Big Trouble In Little Chi-Town: Illinois Downgraded From AA- To A+ By S&P On Liquidity Issues
The rating agencies have decided to once again remind the world of their pathetic, and decades behind the curve existence. The most recent act: downgrading Illinois From AA- to A+ with a negative outlook. From the report: "The downgrade reflects what we view as the state's deteriorating
liquidity and financial position," said Standard & Poor's credit analyst Robin
Prunty. "Illinois failed to address its fiscal 2009 deficit, which was carried
into fiscal 2010. Similar to many other states, revenues are performing below
originally forecast levels."
In addition, the fiscal 2010 budget was balanced with various spending
reductions and a plan for debt restructuring to provide budget savings; the
savings from both are uncertain at this time. The state has made limited
progress in our view in addressing the current year budget gap, which has
weakened liquidity. Standard & Poor's believes this budgetary gap and the high
reliance on nonrecurring measures to balance the budget make the return to
structural budget balance unlikely for many years.

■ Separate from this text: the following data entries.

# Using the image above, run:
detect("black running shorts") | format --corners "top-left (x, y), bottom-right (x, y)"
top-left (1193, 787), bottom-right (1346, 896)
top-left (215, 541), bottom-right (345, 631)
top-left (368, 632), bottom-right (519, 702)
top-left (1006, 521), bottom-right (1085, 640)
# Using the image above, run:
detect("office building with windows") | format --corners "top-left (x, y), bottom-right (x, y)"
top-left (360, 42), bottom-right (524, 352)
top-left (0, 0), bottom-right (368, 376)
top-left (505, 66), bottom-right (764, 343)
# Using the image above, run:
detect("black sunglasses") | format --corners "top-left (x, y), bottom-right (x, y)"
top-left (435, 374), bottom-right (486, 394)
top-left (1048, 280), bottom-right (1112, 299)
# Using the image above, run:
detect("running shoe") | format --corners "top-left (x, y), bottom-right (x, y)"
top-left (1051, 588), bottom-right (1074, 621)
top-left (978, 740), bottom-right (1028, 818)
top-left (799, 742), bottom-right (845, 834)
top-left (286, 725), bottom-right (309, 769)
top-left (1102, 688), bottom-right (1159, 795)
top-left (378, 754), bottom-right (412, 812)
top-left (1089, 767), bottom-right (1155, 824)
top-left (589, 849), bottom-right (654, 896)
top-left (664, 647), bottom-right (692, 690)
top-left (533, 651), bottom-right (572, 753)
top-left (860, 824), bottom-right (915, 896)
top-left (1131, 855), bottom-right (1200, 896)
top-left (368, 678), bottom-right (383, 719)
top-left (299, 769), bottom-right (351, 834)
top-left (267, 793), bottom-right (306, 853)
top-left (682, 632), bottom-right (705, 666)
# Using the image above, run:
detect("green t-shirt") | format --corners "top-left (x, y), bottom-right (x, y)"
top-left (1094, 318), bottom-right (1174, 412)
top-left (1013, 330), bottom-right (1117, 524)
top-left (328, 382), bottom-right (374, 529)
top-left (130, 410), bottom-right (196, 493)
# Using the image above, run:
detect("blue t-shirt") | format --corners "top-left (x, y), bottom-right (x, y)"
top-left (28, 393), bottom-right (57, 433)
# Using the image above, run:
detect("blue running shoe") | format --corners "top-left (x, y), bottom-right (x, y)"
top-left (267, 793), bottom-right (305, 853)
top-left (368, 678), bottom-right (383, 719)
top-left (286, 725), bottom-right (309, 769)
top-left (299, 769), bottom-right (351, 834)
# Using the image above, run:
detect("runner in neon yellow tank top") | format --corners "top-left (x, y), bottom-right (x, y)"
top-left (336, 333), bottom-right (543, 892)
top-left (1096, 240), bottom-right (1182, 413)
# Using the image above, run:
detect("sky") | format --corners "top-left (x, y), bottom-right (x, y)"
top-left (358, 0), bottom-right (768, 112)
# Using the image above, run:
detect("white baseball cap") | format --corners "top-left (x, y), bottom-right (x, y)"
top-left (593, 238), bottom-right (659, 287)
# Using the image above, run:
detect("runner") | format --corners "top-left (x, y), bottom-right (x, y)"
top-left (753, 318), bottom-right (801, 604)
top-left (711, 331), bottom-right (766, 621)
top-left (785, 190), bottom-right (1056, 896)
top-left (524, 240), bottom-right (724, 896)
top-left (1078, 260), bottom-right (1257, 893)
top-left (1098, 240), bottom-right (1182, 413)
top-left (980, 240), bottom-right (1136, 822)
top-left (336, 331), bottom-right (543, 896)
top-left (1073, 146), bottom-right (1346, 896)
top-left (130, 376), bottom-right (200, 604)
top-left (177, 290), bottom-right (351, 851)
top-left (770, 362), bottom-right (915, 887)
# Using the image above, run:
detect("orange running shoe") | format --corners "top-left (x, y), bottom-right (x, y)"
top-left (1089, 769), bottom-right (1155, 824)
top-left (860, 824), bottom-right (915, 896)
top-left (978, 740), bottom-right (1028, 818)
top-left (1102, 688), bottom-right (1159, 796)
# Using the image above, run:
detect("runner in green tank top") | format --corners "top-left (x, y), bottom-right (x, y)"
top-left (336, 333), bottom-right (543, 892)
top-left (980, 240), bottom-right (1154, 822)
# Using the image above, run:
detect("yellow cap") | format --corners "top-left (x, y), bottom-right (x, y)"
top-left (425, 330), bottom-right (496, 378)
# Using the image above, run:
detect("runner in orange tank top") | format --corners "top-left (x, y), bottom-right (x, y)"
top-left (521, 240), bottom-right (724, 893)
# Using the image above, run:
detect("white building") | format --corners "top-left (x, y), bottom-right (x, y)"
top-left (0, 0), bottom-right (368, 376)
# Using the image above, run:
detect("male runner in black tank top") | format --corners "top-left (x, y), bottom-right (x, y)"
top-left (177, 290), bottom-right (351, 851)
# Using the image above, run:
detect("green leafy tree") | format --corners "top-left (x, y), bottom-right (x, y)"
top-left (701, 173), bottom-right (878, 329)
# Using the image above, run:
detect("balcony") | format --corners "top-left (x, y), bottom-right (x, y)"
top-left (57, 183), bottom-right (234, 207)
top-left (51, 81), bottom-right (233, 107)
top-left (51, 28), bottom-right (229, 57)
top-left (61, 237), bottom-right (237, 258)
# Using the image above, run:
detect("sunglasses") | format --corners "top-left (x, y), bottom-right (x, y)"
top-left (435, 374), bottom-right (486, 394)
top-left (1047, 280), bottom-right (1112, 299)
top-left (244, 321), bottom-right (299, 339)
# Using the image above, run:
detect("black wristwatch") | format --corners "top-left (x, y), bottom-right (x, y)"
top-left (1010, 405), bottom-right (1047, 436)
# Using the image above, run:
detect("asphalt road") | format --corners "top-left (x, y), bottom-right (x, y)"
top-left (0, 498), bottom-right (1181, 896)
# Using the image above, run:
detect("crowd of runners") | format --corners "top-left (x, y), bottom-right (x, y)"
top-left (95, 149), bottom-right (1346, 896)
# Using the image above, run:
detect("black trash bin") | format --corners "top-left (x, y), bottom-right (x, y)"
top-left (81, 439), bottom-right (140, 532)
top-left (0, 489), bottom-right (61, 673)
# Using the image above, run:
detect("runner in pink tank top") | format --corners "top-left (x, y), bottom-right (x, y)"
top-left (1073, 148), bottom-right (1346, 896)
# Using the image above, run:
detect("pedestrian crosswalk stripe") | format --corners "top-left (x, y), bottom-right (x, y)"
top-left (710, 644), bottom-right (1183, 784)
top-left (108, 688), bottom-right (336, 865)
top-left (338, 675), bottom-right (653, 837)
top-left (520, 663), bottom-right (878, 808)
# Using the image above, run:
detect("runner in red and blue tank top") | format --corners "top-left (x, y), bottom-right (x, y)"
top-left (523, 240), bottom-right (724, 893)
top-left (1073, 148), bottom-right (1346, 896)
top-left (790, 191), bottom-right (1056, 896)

The negative outlook reflects Standard & Poor's view that, although we
think Illinois has the capacity to restore budget balance due to the absence
of tax limitations or stringent constitutional or legal requirements related
to spending that we see in other states, its willingness to implement
difficult and politically unpopular measures to restore budget balance is
questionable in our view. We believe the state's high reliance on nonrecurring
revenues and the accumulated budget deficit will make the return to structural
budget balance unlikely for many years and will likely continue to pressure
liquidity. The absence of recurring solutions in the next year to deal with
the current budget challenges and begin to stabilize liquidity will likely
result in a further downgrade of Illinois.